Saturday, May 09, 2009

Harry Potter: The Exhibition

Flying Ford Anglia
The Flying Ford Anglia from Harry Potter and the Chamber of Secrets.

It's become a bit of a tradition that for Father's Day, Mike takes his dad and my dad to a baseball game. This year to switch things up a bit and give our moms a fun day out, Mike suggested I take our mothers to Harry Potter: The Exhibition that recently opened at the Museum of Science and Industry.

So this afternoon, I packed my mom, mother-in-law, and sister into my Vibe and drove downtown, while Mike and my dad took Braydon out for his first fishing "trip." The bummer is I can't show you anything neat I saw (except for the Flying Ford Anglia that was in the museum's lobby) because of the strict no photography rule and abundance of museum staff at every station of the exhibit. Seriously it was like Fort Knox with museum staff everywhere...and they all spoke with British accents, some real, some fake. I mean, I'd want the exhibit detail if I worked there too because how cool would it be to examine the fine detail of all those movie props each day at work.

It was really interesting to see things in real life, and to hear a bit of behind-the-scenes details from the audio tour. Like seeing how small Harry's outfit was from the last action sequence in The Sorceror's Stone. Seeing all the details put into props that receive no air time like the school books - love, love, love the Basic Defense Against Dark Arts for Beginners - or HoneyDukes sweets (even a quidditch board game I have no recollection of from movie 3, I think).

The display on Gilderoy Lockhart was hilarious. With a bunch of the photos they had Kenneth Brannaugh take in character to hang on his office walls. The boggart cabinet and giant jack in the box from Prisoner of Azkaban was present too. And man, that thing was big and creepy.

The detail to the costume was amazing, by far my favorite ensemble was Lucius Malfoy's costume from the end of Chamber of Secrets. The detail you can never catch on screen, like his pants being black with red pinstripes. And the moms said that the shirt had fine detailing of serpents on it, but I didn't catch it because I was blown away by the pants!

Seeing the magical creatures and beasts was pretty awesome (though the centaurs looked pretty fake). So life-like with things like feathers individually trimmed and placed by hand into the life-size creature's silcone skin all for the purpose of scanning it to make the digital version. They had a giant Buckbeak there and according to the audio tour, though it didn't do so at the exhibit, had the capability of moving to interact with actors. Fawkes was beautiful in real life, I seriously wanted to pet it, which I guess is why it was in a glass case.

I was surprised by how fake the fake food looked, though.

It was also exciting to see a Weasley sweater and Ron's handknit blanket which was a wonderful patchwork of squares. I really wanted to touch it as it looked like it had been semi-felted. Sadly though Ron's Animal Cracker hat didn't make an appearance.

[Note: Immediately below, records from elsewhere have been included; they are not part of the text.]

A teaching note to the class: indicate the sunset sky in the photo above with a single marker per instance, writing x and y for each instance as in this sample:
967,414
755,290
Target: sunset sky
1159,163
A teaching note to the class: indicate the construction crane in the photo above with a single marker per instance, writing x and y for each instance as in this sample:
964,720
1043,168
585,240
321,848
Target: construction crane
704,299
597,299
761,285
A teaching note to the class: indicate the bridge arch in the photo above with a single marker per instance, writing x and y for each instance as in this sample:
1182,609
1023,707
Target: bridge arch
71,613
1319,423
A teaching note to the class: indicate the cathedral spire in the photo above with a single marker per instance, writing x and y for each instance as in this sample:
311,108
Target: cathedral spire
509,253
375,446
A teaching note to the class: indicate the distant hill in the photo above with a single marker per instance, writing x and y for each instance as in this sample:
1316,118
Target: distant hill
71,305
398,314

The only question I walked away with is Robbie Coltrane really that big? Hagrid's costume was enormous, I just thought they used camera trickery to make Hagrid appear twice as tall as the average man, and three times as wide.

Viewing the exhibition makes me really excited for The Half Blood Prince to be released in July! Just adding to the anticipation that started to build a couple weeks ago when the full length trailer was released. I know time really does fly, but it sure does feel a long way from now.



P.S. It was cute to see a few kids come dressed in Hogwarts robes! At the sorting of a select few that occured before we could enter the exhibition, there was one girl that was very Hermoine-ish and then a little boy, though not dressed in robes, was so eager to sit on the sorting hat stool but could not get up there because he was so tiny.

4 comments:

JenGoPop said...

Oooo you did go! Sounds like it was an awesome exhibit . . . I wonder if they have curators that keep this stuff in humidity-controlled storage and handle it with white gloves? (No, I didn't wonder that kind of thing before I married a museum technician.) :)

Someday I'm going to crochet me a whomping willow. With real whomping action.